More, she had connections. Her thoughts went instantly to her godmother, the former Christine Hamilton, now the wife of a United States senator from Texas. Both were avid supporters of arts and science.

“You got an extra million or so weighing you down, just pass it my way.” Del reached for the wine bottle, stretching his healing shoulder a little too far, a little too fast. And cursed.

She snapped back to the moment. “Be careful, you don’t want to overtax yourself. I’m afraid I don’t have a million on me.” She smiled as she topped off his wineglass. “But I have ideas. I’m very good with ideas. I’ll think of something.”

“You do that.”

She let it go, and he forgot about it.

*  *  *

When dinner was finished, he vanished. It was a talent of his to disappear when dishes were involved. Camilla was forced to admire it. She couldn’t claim the washing up pleased her nearly so much as making the mess in the first place.

Cooking was a kind of art. Washing dishes a mindless chore she’d have been happy to pass along to someone else.

In the cabin, however, she was the someone else.

In any case, she knew he wouldn’t come near the back of the house until they were done. It gave her the opportunity to call home.

She kept one eye and one ear on the doorway while the connection to Virginia went through.
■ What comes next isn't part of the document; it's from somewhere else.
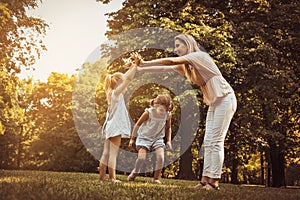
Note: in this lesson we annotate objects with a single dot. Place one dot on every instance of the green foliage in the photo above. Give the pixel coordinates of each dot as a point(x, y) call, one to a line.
point(53, 185)
point(256, 45)
point(20, 35)
point(58, 146)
Her youngest brother, Dorian, answered, and though normally she’d have been delighted to chat, to catch up on family news, to just hear his voice, she was pressed for time.

“I really need to talk to Mama.”

“You take off like a gypsy, and now you can’t give me the time of day.”

“When I get back, I’ll bore your ears off with everything I’ve done. I miss you, Dorian.” She laughed quietly. “I never thought I’d actually say that, but I do. I miss all of you.”

“But you’re having a great time. I can hear it in your voice.”

“I am.”

“So you’re not pining away for the French guy.”

She huffed out a breath. Dorian considered teasing a royal duty. “I take back that I miss you. Where’s Mama?”

“I’ll get her. But I’d better warn you, she’s got her hands full keeping Dad from sending out a search-and-rescue. You’re going to have to dance double-time to smooth things out with him.”